For the first time since the Eisenhower era, Maryland Republicans are adding voters to their ranks 50 percent faster than the traditionally dominant Democrats, according to the most recent voter registration figures compiled by state election officials.

Part of this turnabout stems from the Maryland Republicans' increased ability to attract new voters: After years of watching the Democrats sign up three new voters for every one Republican convert, the Republicans in the last six months have drawn almost even with the Democrats in the race for new voters.

But more disturbing for the Democrats is the rapid reduction of their voting rolls in recent months. Unofficial registration figures for June 30 show Democrats disappearing from the voter rolls by the thousands, particularly in Baltimore City and some of its blue-collar suburbs.

As a result, in this presidential election year -- a time when voter rolls in both parties usually climb to an all-time high -- there are 4,000 fewer registered Democrats in Maryland than there were in the off-year 1978.

Republicans by contrast, have added more than 10,000 voters to their ranks in the last 21 months, according to the figures compiled by the State Board of Election Laws.

Election records dating back to 1956 indicate that never in that time have the state's Democrats suffered as dramatic a setback as in the last 21 months.

The unofficial election figures give little indication that the Democrats who have dropped off the rolls have switched their registration to Republican or independent. The party's voter decline, instead, appears to stem from a general turning away from the political process that is more pronounced among Maryland's Democrats than its Republicans.

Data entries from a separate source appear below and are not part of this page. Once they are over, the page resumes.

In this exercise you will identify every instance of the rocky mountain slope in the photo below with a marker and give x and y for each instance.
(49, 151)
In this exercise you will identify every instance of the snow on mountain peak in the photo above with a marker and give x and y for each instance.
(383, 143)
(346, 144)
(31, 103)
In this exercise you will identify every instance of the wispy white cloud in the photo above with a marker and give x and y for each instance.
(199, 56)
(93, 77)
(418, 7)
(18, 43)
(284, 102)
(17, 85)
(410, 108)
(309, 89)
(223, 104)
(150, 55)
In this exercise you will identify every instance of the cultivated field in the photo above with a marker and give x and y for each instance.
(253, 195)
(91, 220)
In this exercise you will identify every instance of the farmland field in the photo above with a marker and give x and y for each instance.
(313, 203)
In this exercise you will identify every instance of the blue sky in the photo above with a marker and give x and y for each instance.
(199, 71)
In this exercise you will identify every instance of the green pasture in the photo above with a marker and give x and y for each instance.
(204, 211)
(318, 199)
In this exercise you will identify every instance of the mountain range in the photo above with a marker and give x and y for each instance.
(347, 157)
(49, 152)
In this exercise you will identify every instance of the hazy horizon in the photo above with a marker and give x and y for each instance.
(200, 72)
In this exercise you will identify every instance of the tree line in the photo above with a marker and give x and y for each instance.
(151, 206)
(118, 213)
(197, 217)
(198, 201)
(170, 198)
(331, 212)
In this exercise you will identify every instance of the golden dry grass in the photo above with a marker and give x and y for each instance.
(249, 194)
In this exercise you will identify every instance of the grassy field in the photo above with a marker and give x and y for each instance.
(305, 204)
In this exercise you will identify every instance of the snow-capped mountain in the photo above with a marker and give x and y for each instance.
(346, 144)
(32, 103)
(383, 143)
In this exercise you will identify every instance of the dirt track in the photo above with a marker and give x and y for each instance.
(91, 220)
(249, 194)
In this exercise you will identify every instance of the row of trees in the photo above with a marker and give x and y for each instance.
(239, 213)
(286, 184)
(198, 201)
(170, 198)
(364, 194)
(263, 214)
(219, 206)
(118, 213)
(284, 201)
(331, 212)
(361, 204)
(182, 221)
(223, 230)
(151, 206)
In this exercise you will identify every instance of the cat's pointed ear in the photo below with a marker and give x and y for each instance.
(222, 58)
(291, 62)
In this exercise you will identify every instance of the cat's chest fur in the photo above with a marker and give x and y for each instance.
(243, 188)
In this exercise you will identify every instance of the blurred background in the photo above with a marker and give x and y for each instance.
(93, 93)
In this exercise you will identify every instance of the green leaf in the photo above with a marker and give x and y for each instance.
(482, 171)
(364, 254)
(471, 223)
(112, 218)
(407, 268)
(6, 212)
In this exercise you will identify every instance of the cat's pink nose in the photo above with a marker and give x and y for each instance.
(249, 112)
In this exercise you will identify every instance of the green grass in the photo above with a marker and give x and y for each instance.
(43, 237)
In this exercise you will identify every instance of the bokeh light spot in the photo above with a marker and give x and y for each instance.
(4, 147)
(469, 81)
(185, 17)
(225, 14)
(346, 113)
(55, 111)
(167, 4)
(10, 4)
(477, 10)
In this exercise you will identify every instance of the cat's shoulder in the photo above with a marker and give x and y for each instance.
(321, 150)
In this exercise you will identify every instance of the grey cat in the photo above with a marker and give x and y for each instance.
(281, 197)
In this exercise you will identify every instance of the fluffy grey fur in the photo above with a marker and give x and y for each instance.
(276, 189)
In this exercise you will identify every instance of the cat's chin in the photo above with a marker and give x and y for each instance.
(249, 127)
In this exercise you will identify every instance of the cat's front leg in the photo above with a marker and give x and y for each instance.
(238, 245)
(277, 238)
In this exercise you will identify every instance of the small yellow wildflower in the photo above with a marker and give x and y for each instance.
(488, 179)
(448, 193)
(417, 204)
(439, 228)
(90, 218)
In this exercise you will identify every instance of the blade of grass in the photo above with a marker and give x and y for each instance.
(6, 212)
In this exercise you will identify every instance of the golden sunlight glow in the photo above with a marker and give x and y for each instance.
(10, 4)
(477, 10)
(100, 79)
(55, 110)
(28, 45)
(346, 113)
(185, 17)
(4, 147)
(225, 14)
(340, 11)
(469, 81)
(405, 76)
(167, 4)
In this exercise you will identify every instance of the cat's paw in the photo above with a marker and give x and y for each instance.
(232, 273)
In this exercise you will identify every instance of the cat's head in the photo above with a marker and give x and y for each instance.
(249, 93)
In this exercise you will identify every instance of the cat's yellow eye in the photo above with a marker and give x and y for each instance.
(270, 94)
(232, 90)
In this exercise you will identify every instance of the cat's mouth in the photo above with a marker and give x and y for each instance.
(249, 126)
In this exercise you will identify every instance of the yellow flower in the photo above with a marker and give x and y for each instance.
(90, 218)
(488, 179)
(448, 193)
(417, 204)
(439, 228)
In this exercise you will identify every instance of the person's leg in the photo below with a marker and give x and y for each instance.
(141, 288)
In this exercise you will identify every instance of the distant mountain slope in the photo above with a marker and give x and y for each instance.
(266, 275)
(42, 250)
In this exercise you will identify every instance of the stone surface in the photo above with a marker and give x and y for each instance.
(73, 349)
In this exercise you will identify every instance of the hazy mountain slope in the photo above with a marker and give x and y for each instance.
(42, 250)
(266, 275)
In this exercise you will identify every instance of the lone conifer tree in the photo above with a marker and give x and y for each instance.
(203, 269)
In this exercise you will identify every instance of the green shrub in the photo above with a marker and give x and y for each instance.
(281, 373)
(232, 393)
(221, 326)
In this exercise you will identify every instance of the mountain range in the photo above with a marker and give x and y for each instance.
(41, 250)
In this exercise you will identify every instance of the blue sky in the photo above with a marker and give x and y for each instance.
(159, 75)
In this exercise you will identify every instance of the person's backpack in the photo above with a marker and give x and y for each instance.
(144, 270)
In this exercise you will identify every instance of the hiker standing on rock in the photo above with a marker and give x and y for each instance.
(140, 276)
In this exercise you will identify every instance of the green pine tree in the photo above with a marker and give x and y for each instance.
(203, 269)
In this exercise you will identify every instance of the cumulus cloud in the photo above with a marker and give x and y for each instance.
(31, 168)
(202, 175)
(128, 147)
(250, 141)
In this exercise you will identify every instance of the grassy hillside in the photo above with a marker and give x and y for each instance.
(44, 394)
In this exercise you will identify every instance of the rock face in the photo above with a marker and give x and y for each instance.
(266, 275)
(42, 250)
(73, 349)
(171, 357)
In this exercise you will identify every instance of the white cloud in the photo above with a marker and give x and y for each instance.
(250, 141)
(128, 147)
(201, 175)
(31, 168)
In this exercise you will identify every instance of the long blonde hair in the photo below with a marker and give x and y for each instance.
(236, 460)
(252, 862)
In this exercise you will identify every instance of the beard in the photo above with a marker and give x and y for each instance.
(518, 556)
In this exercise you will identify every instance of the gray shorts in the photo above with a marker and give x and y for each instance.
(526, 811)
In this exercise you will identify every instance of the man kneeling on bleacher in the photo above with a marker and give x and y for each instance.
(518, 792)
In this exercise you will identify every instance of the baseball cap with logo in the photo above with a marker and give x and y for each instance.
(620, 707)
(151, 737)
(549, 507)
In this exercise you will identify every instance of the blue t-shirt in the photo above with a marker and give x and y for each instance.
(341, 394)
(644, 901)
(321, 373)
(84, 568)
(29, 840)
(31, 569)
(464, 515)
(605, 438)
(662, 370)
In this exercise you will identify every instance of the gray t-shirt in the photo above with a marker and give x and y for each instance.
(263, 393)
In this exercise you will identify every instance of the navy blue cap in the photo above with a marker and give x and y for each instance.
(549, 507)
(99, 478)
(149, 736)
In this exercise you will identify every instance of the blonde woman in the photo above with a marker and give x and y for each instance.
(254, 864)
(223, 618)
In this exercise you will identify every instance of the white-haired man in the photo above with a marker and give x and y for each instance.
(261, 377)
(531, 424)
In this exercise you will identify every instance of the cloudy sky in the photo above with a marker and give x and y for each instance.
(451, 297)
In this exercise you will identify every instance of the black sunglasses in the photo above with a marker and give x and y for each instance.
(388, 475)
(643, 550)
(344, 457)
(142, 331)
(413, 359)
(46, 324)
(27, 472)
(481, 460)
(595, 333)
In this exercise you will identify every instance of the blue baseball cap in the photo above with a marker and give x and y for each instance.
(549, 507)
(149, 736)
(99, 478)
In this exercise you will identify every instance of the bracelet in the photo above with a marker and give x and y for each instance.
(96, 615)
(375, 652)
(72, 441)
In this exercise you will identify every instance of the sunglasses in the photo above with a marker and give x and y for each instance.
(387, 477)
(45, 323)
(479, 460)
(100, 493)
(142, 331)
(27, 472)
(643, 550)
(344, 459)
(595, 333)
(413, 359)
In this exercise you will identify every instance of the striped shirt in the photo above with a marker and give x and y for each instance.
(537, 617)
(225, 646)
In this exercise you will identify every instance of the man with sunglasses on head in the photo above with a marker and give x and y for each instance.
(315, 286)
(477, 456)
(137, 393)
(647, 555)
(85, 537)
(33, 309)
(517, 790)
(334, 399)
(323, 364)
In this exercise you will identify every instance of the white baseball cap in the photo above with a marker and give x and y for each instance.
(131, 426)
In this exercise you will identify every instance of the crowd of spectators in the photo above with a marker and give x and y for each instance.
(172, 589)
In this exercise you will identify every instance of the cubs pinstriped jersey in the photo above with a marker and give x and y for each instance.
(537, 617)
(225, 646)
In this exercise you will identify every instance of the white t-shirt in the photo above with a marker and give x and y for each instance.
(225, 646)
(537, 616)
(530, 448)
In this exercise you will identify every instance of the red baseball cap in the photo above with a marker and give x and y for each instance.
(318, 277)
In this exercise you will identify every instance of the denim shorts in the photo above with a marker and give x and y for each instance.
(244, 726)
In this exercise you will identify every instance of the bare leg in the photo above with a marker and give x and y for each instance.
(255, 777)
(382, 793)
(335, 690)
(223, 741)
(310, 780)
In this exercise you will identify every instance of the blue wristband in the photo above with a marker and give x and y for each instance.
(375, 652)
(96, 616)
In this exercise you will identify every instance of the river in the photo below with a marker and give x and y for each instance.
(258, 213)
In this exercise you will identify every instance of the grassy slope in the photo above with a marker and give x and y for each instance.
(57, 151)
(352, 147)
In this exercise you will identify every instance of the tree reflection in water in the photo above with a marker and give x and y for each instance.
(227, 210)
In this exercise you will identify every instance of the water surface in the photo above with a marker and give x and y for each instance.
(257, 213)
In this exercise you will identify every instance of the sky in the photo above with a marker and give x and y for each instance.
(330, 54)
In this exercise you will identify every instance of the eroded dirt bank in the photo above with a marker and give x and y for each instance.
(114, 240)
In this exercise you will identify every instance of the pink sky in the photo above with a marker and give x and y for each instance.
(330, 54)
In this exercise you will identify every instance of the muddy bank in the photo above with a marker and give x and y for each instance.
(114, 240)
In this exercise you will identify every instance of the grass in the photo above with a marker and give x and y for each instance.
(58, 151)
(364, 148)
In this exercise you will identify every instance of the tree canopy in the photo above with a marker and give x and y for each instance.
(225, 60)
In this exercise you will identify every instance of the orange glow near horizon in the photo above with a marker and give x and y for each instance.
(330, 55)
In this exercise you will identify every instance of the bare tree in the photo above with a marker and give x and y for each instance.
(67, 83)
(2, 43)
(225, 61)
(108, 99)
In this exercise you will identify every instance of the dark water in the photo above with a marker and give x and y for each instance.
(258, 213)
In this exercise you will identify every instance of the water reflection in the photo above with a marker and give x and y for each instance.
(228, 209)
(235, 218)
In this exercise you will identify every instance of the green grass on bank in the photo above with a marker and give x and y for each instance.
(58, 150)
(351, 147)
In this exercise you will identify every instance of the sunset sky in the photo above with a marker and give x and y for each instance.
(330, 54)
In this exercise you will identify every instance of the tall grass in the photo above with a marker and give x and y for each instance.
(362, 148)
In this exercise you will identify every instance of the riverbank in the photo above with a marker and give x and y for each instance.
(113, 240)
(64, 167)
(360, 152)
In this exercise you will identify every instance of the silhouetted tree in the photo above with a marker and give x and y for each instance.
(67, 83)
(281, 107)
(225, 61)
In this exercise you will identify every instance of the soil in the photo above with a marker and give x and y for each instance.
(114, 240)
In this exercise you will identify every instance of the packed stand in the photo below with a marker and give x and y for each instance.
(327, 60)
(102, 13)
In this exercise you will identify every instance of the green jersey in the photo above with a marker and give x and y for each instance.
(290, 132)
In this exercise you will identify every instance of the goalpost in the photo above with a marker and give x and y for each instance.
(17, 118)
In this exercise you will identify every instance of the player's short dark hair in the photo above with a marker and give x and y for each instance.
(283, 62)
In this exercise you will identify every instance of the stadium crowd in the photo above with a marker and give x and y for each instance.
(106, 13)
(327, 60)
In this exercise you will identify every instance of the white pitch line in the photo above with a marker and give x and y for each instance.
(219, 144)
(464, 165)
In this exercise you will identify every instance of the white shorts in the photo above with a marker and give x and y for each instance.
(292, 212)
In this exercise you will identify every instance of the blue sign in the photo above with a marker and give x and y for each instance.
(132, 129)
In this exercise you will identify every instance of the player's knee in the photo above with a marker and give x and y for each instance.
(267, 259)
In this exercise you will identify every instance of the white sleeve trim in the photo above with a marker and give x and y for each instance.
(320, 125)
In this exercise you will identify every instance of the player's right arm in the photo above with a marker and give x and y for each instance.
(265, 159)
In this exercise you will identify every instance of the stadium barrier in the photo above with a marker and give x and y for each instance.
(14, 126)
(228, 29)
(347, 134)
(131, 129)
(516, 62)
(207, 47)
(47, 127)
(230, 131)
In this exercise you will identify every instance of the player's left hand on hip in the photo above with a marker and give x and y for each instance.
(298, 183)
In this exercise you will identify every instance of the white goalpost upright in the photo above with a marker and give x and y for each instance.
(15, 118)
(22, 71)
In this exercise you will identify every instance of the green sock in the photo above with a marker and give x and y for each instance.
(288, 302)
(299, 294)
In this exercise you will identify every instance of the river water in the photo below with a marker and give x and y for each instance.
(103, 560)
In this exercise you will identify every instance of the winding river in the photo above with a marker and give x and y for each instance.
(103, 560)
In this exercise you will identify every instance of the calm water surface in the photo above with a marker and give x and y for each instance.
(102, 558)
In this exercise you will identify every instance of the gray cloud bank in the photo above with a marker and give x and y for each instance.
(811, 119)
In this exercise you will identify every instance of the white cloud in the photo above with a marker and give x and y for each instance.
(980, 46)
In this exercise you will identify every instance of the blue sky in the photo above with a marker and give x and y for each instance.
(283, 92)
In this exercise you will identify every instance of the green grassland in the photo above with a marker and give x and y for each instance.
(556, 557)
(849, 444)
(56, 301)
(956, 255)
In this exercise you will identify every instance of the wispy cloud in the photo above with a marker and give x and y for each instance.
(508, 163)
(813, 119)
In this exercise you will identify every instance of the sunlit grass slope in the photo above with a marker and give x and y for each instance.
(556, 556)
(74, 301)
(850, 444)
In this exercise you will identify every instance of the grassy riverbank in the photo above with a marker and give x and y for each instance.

The changes, while striking, have as yet had little effect on the overall political configuration of the state. Democrats still outnumber Republicans by about 2 1/2 to 1, while about 7 percent of the state's 1.9 million voters are registered as independents.

State Elections Board Commissioner Willard Morris also cautioned that a flood of as many as 100,000 new registrants can be expected to sign up before the Oct. 6 deadline.

Morris also noted that revisions in the election laws, which now require each local election board to do an annual purge of registrants who fail to vote for five years, may be partially responsible for the rapid fall-off of Democratic voters in places like Baltimore City.

The city, a Democratic stronghold which has been rapidly losing population in the past decade, lost nearly 9,000 voters in the past six months -- 99 percent of them Democrats. While Republicans are outnumbered there 9 to 1, Democratic voter losses in the city outstripped the Republicans' at a rate of 90 to 1.

To the south of Baltimore, in the rapidly growing county of Anne Arundel, the voting rolls were reduced by 5,000 in the last six months -- and the Democrats absorbed 80 percent of that loss.

However, according to Betty Eby, chief of staff of the Anne Arundel elections board, the voter fall-off tends to look more dramatic there because the county's system for eliminating voters from the rolls is more strict than the practices in most of Maryland's other 23 jurisdictions.

Nonetheless, the voters who are disappearing in the working-class areas of Baltimore and the blue-collar suburbs of northern Anne Arundel are the same Democrats whom President Carter needs to help him carry the state in November.

Elsewhere around the state, Republicans came close to matching Democrats 1 for 1 as voters were added to the rolls in the past six months.

In Montgomery County, nearly 7,000 Republican voters have been added to the rolls since Jan. 1, compared to 8,200 Democratas. In Prince George's, Democrats continued to increase their voter lists twice as fast as the Republicans.

Statewide, Republicans have increased their numbers by more than 19,000 voters in the past six months, while Democrats added slightly more than 12,000 -- a 50 percent registration edge for the Republicans. In the period, independents increased their ranks by about 6,000 voters.

One indication of the comparative decline in the Democrats' appeal this year is their failure -- so far -- to pull back the voters who have drifted away since the last presidential election. With Carter on the verge of his first nomination on July 31, 1976, Maryland Democrats had wooed back all but 7,000 of the voters who had fallen away since November 1972.

This year, the June 30 figures show nearly 50,000 fewer Democrats registered in the state than there were in November 1976.

Republicans, who suffered heavy voter losses in the years betweeen 1974 and 1978, are also nearly 22,000 voters below their November 1976 totals, but they are making up for lost ground much faster than the Democrats.

Independent voters, by contrast, are now more numerous than ever before -- there are 127,510 of them registered statewide, nearly one-third of these living in Montgomery County.

Republican Party Chairman Allan Levey was predictably gleeful at the latest turn of events, which he attributed to voter dissatisfaction with Carter's economic and foreign policies and a growing distrust of the heavily Democratic Congress.

"Also there's been tremendous work been done by our county central committees on registration," Levey said. "These three things are beginning to pay off."